Associate Professor in the Department of Social Anthropology, Kerry Ryan Chance, is one of many UiB researchers that look at the environment from a social science perspective. 

Chance is leading a research project called «The Habitable Air Project», that examines how the urban residents, living in the shadows of jointly-owned petrochemical companies, manage the sociocultural and health effects of chemical air pollution.

Affects Unevenly

«We are looking at climate change from the perspective of unequal distributions of air pollution globally, but particularly in South Africa, the US and Germany,» she says, and explains that even though air pollution is an increasing problem for everyone, it affects vulnerable groups the most. 

«Young children, people who are already sick, and elderly people within that larger number of 99 percent. Urban sites tend to be more air polluted, and most of the world is living in urban areas,» Chance says.

«Within a city or town, air pollution tends to affect lower income communities the most. Poor communities tend to be closest to polluting entities. It also affects lower income countries the most,» she says. 

Places That Make People Sick

The researchers are all social anthropologists or geographers, and they are working with affiliates in public health and the natural sciences. Their methods are ethnographic participant observation, interviews, archival research and air monitoring. Many of the areas they are looking at are known for their public health issues. 

«I do research on the edges of what is known as ‘Cancer Alley’ in Louisiana. The dilemma is in its name,» Chance says. 

«Tell me more about that…»

«Residents live in very layered industrial spaces. They tend to have industries clustered all around them, and they tend to have generations of different industries there. It has been established that there has been a higher concentration of cancer and asthma in that area. Scientific studies and court cases in the region establish that some industries there are making people sick. But it is very hard to establish that legally and scientifically. Assigning accountability, responsibility or taking scientific or legal action becomes very complicated,» Chance says. 

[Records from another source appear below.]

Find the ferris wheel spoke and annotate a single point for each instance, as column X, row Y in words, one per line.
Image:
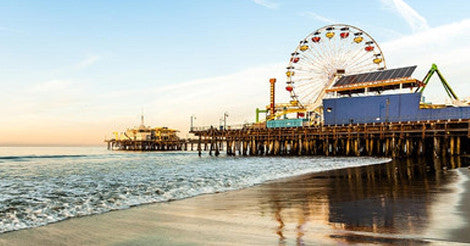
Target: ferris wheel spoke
column 314, row 63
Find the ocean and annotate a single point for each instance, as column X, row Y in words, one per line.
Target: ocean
column 43, row 185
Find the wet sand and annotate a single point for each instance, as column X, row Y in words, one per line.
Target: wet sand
column 401, row 202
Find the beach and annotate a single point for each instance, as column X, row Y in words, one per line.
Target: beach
column 404, row 201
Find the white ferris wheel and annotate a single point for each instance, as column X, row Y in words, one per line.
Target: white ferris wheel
column 325, row 55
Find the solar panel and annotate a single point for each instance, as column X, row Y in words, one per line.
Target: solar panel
column 388, row 74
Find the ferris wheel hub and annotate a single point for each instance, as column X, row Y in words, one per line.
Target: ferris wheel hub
column 325, row 55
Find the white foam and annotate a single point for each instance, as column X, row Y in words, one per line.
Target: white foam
column 38, row 192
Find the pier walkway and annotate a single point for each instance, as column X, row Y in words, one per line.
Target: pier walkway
column 439, row 138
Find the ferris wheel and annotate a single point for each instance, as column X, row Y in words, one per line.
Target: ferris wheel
column 325, row 55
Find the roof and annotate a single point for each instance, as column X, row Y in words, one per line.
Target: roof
column 384, row 75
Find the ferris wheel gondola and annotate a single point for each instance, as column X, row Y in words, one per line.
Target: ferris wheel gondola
column 325, row 55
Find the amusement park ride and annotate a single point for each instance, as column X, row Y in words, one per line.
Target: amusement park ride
column 337, row 61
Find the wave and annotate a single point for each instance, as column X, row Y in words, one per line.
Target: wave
column 100, row 185
column 20, row 157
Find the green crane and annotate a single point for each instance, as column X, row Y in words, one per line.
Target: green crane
column 428, row 76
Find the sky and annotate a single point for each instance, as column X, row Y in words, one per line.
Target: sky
column 72, row 72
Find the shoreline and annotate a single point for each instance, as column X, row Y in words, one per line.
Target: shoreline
column 278, row 211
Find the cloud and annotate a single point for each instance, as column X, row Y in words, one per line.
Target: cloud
column 66, row 108
column 416, row 21
column 320, row 18
column 267, row 3
column 90, row 60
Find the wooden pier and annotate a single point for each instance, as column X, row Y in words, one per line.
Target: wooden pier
column 399, row 139
column 147, row 145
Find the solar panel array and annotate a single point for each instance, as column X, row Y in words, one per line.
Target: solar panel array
column 389, row 74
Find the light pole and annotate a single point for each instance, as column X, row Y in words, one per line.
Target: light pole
column 192, row 121
column 225, row 120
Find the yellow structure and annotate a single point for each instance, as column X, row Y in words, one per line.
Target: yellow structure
column 145, row 133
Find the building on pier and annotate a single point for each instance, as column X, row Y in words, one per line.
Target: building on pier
column 146, row 138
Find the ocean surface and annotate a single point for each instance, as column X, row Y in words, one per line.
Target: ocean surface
column 42, row 185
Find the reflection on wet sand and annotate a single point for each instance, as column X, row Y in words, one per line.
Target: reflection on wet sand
column 388, row 203
column 401, row 202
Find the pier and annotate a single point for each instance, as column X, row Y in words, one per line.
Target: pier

A Need For Better Monitors

Better technology and better monitoring systems, which crosses borders, is giving people hope that there will be a way of making sure that states are doing their job in adequately enforcing air quality standards, according to Chance. 

«In our air monitor pilot we placed various low cost air monitors in the areas that we focused on. Many of the monitors didn’t last the full test period in these highly polluted, petrochemical areas. They clogged up with dust, they broke down, or didn’t give accurate readings. Existing monitoring systems are not adequate. Communities most vulnerable to air pollution should be involved in the design and implementation of low-cost monitors,» Chance says.

Energy Transition and Emissions

So what can be done? 

«In order to draw down emissions, there needs to be an energy transition. This is hugely important in addressing community level emissions. It has to be thought about in a broader way that connects the Global North and the Global South, and addresses inequalities,» Chance says, and adds: 

«There needs to be an interface between communities, policymakers, the private sector, scientists, and other academics, to really advance solutions to these very pressing environmental and climate energy problems».